Monday, February 25, 2008

Web Users - Customers and Owners

Today I was reminded again of that quote from last week’s economist: “Citizens are not only the state’s customers; they are also its owners.” In a way, it seems to me that the government and many web services share this dichotomy in parallel. The value of many web services is generated, in one way or another, by the users themselves. As such, like the citizens and their government, web users are both customers and owners.

Yesterday I wrote about how, in the case of governments, taxation is circular as money is technically taken and given to and from the same group. Furthermore, I suggested that value is only generated by reducing expenses – by improving efficiencies. I think we can see the very same tendencies in web services; they manifest themselves in downward cost pressures. Many arguments can be made for why internet services are often free.
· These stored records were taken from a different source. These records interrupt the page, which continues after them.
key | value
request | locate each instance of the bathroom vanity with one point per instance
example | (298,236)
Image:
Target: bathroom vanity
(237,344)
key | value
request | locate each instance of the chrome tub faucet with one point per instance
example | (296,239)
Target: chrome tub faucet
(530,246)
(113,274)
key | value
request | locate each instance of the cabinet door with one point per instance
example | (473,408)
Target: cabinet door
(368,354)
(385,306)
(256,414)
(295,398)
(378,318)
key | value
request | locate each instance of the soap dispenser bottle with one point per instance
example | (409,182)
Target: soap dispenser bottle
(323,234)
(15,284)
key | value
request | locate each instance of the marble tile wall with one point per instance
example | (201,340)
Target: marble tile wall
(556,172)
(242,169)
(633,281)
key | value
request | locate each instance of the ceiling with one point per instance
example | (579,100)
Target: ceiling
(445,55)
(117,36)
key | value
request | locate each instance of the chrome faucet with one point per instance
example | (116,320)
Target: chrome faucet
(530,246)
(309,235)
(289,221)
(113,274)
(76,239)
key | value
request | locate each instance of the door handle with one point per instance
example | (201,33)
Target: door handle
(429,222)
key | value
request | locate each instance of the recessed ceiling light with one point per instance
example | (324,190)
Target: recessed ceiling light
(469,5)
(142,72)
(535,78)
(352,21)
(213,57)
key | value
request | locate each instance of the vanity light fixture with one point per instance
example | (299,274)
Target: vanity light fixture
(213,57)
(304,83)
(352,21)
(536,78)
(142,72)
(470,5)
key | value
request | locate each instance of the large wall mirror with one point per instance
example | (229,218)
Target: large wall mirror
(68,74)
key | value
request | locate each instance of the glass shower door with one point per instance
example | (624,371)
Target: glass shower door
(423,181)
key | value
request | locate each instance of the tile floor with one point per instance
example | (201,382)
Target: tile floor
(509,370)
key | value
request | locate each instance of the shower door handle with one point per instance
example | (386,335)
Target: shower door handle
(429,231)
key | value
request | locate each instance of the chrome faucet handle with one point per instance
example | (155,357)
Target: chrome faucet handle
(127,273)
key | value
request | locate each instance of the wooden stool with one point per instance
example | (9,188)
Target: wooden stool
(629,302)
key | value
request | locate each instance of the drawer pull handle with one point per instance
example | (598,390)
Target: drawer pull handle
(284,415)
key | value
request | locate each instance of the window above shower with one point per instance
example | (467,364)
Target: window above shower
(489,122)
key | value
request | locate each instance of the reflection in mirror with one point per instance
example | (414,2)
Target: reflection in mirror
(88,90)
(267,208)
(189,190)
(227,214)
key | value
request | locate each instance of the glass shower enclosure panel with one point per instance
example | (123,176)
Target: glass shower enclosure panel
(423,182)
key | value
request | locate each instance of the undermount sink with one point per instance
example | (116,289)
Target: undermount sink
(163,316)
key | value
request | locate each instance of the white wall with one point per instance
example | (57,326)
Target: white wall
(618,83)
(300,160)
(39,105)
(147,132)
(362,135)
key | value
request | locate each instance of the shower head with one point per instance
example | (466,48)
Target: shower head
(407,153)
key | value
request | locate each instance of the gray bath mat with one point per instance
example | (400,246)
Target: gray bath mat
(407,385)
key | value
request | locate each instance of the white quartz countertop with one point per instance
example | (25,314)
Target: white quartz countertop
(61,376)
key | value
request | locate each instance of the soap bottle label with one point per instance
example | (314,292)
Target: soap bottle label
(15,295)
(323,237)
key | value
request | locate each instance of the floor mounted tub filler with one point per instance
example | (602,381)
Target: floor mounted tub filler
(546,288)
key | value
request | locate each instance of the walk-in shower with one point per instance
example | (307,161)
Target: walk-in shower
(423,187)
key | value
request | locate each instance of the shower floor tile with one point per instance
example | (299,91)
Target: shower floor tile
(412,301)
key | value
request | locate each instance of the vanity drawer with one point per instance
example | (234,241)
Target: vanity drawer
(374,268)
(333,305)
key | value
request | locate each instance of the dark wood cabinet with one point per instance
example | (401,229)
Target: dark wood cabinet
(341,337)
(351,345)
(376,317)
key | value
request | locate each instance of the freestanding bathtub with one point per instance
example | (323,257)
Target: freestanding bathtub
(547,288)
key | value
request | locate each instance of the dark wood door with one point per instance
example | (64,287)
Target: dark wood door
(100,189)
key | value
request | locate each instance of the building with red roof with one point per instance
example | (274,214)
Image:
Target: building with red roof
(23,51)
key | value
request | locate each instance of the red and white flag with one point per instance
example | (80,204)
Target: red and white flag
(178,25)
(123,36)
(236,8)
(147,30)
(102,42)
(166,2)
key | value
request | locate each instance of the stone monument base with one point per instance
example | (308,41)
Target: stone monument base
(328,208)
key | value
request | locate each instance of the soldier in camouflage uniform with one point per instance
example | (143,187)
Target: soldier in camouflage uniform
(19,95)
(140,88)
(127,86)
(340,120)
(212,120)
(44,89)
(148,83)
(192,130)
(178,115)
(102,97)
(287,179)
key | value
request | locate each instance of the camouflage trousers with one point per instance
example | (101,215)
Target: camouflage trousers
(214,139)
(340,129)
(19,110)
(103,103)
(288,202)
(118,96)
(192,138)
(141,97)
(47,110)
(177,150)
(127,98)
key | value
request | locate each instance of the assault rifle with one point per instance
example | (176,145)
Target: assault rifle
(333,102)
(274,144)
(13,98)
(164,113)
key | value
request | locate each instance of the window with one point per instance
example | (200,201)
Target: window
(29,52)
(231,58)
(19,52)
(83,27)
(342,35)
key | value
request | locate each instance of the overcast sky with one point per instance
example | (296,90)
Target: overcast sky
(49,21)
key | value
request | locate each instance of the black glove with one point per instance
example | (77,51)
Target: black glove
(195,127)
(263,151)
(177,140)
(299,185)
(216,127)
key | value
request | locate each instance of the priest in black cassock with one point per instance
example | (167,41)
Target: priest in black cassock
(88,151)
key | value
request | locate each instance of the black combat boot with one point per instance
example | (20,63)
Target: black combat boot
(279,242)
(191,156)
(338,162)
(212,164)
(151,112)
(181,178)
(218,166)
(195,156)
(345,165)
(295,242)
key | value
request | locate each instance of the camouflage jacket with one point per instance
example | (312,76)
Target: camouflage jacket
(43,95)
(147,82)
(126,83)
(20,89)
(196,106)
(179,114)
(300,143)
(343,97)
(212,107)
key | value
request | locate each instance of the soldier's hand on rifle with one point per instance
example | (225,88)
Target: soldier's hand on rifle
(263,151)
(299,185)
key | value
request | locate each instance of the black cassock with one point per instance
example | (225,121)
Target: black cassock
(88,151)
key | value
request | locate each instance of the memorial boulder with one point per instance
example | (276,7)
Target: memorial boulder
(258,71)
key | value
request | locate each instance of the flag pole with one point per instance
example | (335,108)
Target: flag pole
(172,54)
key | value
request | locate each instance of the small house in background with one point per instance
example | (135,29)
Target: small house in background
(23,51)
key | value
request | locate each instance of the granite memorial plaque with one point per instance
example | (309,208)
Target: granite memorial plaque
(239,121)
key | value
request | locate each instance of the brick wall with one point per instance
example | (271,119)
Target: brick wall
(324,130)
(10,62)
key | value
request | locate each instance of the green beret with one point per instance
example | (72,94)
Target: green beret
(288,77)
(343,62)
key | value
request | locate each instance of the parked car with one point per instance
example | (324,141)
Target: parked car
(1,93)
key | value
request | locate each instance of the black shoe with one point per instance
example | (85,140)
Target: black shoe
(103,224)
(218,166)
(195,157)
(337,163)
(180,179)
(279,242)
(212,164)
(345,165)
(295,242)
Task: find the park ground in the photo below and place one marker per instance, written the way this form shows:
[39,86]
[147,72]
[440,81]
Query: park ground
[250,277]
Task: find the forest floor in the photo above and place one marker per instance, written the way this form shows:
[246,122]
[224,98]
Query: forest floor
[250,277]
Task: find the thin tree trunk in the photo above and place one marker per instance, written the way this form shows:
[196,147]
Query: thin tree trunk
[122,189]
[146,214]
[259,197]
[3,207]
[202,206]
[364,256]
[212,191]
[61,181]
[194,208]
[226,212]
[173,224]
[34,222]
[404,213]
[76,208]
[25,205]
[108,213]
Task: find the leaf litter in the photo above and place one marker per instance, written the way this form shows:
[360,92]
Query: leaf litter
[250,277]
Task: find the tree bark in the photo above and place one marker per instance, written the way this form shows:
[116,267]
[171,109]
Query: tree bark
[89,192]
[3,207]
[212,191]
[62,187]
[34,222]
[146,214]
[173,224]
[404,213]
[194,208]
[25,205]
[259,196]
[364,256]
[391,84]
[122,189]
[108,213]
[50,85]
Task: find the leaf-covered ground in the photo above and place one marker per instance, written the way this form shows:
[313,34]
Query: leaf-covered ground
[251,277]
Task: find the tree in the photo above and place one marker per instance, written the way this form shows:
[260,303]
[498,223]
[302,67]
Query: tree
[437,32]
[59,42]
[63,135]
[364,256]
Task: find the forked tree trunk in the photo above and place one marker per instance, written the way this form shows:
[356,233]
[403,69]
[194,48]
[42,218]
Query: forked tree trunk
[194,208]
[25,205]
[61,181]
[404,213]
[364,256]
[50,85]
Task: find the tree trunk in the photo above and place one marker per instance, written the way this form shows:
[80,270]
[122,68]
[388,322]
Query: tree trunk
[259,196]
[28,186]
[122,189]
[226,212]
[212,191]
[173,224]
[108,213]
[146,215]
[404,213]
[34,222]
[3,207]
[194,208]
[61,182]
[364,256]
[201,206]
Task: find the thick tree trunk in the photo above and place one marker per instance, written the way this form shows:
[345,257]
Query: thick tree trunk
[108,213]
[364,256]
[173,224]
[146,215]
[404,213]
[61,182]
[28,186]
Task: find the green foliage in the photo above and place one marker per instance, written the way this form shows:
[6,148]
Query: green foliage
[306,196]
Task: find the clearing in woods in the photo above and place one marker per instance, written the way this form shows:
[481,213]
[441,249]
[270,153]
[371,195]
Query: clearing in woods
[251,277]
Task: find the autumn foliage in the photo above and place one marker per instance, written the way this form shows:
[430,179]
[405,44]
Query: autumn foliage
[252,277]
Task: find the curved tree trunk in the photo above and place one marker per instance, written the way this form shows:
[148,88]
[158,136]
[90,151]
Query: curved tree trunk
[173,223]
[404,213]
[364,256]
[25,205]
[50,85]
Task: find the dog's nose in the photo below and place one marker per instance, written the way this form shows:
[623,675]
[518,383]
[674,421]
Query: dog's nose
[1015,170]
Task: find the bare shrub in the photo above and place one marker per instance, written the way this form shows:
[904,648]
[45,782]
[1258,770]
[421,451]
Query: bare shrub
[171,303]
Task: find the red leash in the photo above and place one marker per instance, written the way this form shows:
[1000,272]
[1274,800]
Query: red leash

A compelling one, I think, is that it is simply because it is users themselves that generate the value of these services; they are the owners; and it makes no sense to charge the owners.

I’m sure this is not a new idea. What I began wondering though, was whether the cost pressures that manifest themselves in online services would manifest themselves in the government. In other words, is the eventual inclination towards zero taxation? After all, the public sector generally lags behind the private one.

I can actually almost see this theoretical limit as a realistic possibility. The web is, after all, a tool to facilitate communication. Take the web’s capacity closer to its potential and it should have the ability to communicate and mobilize a collective for itself and by itself – a real democracy, no?